Siri, Google Home, and Amazon Echo all share a few common traits. For one thing, they are all identified as virtual assistants; application programs that use limited artificial intelligence (AI) to understand and digitally interpret voice commands to complete tasks. However, unlike their human counterparts, AI assistants have historically been capable of executing only one task at a time.
That’s about to change.
Programmers from Facebook Research and researchers at MIT have co-launched a pilot project aimed at understanding how natural language is understood — or not understood — by AI, and how it can learn from dialogue as opposed to traditional algorithms or programming. The end game is a virtual assistant that can execute a wider number of tasks concurrently, and the implications could be mind-blowing.
Why Use Minecraft to Test an AI “Intern”?

According to the online MIT Technology Review, Minecraft represents a perfect platform for AI to learn a wide range of tasks. “Instead of superhuman performance on a single difficult task, we are interested in competency across a large number of simpler tasks, specified… by humans,” says the research team, led by Arthur Szlam.
The world of Minecraft is ideal because it’s a building and crafting game that offers variety, but with a set of predictable and simple rules.

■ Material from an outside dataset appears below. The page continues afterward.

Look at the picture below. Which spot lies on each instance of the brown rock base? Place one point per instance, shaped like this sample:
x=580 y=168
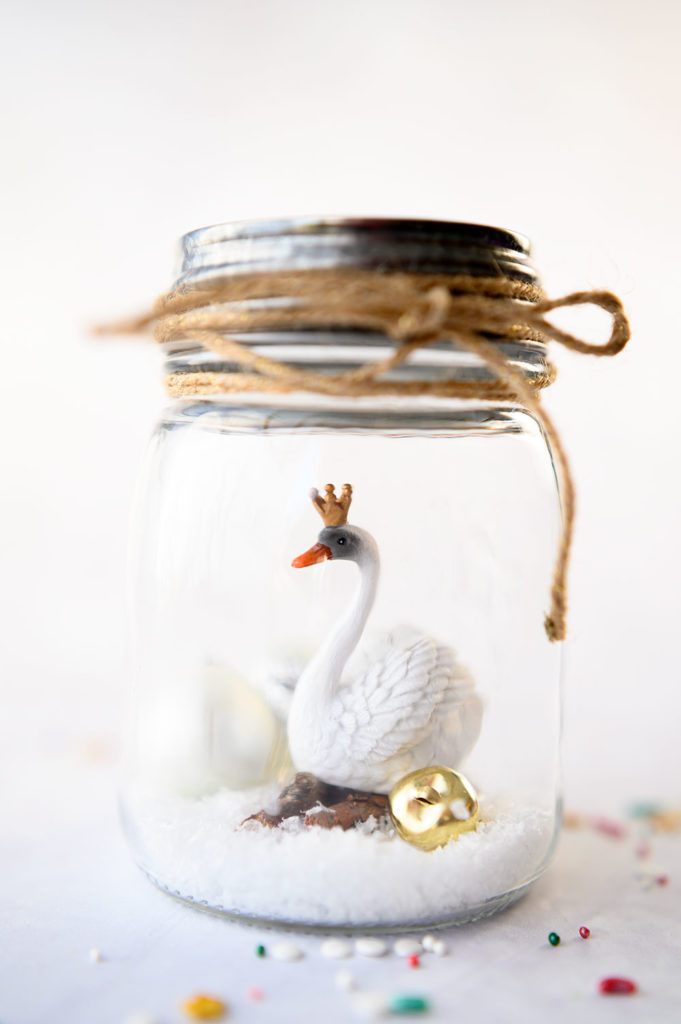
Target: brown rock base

This kind of environment is a great breeding ground for machine learning.
“We believe we can make progress towards a useful assistant without having to be able to succeed at every possible request. If true, this could pave the way to further learning during deployment,” says Szlam’s team.
The Struggles of Machine Learning

While the commands in Minecraft might seem simplistic, breaking them down so that a bot can decode and understand them is a much more difficult task. Szlam uses this Minecraft example:
“Build a tower 15 blocks tall and then put a giant smiley on top.”

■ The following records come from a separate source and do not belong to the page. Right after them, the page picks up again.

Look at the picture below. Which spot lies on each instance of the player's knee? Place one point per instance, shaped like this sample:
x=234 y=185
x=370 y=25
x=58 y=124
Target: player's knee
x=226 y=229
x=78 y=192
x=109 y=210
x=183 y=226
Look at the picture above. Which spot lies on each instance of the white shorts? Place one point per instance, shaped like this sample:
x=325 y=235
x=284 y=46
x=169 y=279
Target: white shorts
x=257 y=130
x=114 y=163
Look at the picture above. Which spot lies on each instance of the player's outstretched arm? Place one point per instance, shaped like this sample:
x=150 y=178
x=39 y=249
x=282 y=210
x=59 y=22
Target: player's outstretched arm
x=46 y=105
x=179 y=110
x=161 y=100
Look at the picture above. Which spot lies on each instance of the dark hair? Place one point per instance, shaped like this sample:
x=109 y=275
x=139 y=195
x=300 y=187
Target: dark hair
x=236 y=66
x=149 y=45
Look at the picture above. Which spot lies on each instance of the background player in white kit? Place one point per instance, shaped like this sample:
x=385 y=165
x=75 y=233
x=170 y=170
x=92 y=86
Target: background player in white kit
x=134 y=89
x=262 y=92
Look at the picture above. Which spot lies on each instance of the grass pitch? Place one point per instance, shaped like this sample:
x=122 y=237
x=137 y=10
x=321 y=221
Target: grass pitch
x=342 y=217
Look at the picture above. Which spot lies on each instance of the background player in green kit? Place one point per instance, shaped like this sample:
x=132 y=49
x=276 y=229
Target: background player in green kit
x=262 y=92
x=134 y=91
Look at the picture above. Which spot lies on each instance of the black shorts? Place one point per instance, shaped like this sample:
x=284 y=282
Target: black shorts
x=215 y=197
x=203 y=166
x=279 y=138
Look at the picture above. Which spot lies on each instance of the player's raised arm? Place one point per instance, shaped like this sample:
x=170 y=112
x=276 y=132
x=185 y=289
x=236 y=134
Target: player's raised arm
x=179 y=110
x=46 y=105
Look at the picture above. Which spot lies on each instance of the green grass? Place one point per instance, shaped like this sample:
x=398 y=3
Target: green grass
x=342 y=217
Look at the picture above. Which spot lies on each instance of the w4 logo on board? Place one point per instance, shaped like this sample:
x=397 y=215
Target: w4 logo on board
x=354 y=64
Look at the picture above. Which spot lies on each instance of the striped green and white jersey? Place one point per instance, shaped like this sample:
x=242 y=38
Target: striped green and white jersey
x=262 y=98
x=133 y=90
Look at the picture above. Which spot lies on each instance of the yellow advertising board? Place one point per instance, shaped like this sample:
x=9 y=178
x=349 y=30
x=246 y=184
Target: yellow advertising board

Researchers argue that in order to succeed in executing this command, the AI assistant must understand nonrepresentational concepts such as “tower,” “15,” and “blocks high.”
“It (also) needs to know what a ‘smiley’ is (and how to build it) and understand the relative position ‘top’,” researchers say. These are all concrete notions to humans, but abstract nonsense to a learning technology.

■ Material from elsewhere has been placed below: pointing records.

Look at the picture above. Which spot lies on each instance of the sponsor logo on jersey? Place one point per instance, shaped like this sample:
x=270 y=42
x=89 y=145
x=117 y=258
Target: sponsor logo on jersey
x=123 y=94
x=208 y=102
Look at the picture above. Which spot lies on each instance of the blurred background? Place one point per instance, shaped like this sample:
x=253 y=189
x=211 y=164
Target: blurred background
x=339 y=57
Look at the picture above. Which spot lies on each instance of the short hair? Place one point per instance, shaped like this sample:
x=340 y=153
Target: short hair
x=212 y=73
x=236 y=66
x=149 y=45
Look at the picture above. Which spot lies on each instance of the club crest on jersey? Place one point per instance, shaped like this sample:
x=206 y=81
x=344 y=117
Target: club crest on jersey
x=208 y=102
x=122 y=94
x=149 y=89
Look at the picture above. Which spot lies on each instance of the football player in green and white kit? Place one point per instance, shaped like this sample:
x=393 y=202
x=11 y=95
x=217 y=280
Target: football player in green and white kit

This is where understanding natural language voice commands would be infinitely useful in multitasking. “An AI assistant … can interact with players, perform tasks on request … also learn from these interactions, and develop new skills,” says Szlam and his team. In short, if AI can learn from its interactions, it can create a whole new range of tasks and perform them.
Siri will do what you ask, so long as the task is simple and uses language already embedded in its repertoire. It has a female voice but lacks the capacity for open dialogue and cannot problem-solve. Traditionally, machine learning was dependent on what creators programmed the machine to learn.
While still in its infancy, the science of machines learning from humans will open the door to limitless opportunities. It may not be long before natural language and self-improvement are not exclusively human characteristics.